OK, there is part 2:
Key principals here:
1. The source is the master. It determines how fast or slow the samples are to be converted to analog in the DAC. The sampling rates you hear such as 44.1Khz are nominal values. They are NEVER used to determine the rate by the DAC! The DAC must play the samples at the rate that is coming to it from the source. It cannot substitute its own clock and call it done.
2. The way the DAC determines the rate is to look at the pulses carrying the data on its digital input. By counting how many are arriving per second, it can determine the speed with which it must play the content. If it sees 44,099 samples/sec, that is the rate, not 44,100. Spec allows +-5% variation from nominal sampling rate by the way.
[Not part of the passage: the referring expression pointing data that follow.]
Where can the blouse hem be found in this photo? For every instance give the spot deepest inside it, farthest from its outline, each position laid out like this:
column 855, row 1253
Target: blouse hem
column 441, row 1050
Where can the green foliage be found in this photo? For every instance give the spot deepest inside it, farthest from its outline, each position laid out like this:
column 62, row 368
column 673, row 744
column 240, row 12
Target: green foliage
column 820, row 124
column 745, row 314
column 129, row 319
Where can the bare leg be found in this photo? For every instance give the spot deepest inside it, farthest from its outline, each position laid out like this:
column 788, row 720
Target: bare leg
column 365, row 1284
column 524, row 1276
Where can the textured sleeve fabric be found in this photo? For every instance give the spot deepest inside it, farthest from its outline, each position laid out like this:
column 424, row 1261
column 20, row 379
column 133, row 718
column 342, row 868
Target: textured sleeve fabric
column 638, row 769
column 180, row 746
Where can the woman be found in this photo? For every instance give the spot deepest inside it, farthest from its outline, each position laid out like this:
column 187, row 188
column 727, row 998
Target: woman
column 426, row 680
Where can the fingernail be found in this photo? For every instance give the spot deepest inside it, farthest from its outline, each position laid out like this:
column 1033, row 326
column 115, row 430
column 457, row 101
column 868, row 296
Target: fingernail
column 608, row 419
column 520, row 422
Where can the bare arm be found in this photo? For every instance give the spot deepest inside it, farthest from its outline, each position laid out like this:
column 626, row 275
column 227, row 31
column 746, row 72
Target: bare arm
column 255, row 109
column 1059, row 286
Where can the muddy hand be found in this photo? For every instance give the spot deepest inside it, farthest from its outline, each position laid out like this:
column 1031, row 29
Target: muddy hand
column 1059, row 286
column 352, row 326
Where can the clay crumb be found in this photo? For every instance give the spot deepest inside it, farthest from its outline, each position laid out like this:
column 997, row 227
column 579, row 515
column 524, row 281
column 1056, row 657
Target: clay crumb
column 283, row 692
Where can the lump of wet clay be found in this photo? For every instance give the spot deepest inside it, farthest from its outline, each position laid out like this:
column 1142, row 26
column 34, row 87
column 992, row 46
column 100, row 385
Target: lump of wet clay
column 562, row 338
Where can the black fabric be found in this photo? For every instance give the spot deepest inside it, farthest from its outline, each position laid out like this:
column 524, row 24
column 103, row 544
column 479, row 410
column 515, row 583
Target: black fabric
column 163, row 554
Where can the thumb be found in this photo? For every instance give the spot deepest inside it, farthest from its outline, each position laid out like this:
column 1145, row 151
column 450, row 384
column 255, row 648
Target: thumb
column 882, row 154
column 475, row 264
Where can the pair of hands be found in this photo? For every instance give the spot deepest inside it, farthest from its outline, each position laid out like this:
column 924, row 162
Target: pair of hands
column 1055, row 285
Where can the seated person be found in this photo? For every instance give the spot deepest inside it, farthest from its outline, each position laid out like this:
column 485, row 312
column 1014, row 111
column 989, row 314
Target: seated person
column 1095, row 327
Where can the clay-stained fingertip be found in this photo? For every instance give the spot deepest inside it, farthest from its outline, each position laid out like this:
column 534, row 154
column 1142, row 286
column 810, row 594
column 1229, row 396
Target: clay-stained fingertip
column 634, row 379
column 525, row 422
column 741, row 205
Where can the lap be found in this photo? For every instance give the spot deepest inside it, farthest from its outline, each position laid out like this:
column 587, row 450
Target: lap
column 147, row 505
3. The way the pulses are counted is to look at when they cross the 0 voltage point. Here is a sample measurement of S/PDIF by someone random on the Internet:
As you see the waveform itself is pretty corrupted and doesn't look anything like an idealized square wave. By using the edges as they cross zero, we don't worry as much about all that nasties on top of the waveform and also what level those are.
4. If you look carefully, you see the edges are not perfect either. The slope of the waveform can change based on cable and end-point characteristics, causing that line to be less or more vertical. If so, then the time measurement we make will be inaccurate. This is called "cable induced jitter." Our measurements started perfect at the source but by the time it traveled on the wire, it has gotten corrupted. Unfortunately, the corruption can actually be data dependent, making its distortion highly unpredictable.
5. Now we get to the receiver. The receiver makes the above measurement but also implements a flywheel effect like you would have in the heavy platter of a turntable. The flywheel speed can be adjusted up and down over time but it resists small changes. The same idea applied here means that if the variations or occurring very quickly, the player clock ignores them and keeps going at the rate it was. The fancy term for this is a Phased Locked Loop or PLL for short.
6. To however be sensitive to the receiver genuinely wanting the target to slow down or speed up (e.g. in the above example were it is one sample slower than nominal value), the PLL cannot throw out all variations. It must allow some through. There is also another problem it can run into if it filters too much in that it may take it a long time to lock onto incoming data rate. This is why on some DACs, you select the input and nothing plays for a second or two or even longer. So the design of the PLL becomes challenging in that you have conflicting requirements of being able to adapt quickly to speed changes yet not allowing noise and jitter induced up stream to get into your DAC. This is why even the most expensive DACs can still benefit from clean upstream digital signal.
7. Our problem becomes complex because impact of jitter goes up rapidly as you increase the bit depth and frequency. 16 bits doesn't sound like a big number but it is. It says that the system represents values that 1/65,000 apart in amplitude. At 20,000 Hz, for simplified jitter spectrum (a sinewave), this translates to 0.5 billionth of a second in timing accuracy for your clock! Anything higher and it will generate distortion that is higher than the lowest step your digital system can represent.
8. Note that just because you hear differences in systems, it doesn't mean it is all related to jitter up stream. The local clock in the DAC can also get disturbed by many other factors such as RF, power supply variations, activities in the rest of the device from DSPs to front panel, displays. So you also have local jitter to add to the equation. In addition, you electrical interference from upstream device that shares the ground with the DAC. Again, remember how delicate these signals are even at 16 bits.
Let me pause here and see if this is easy to digest so far.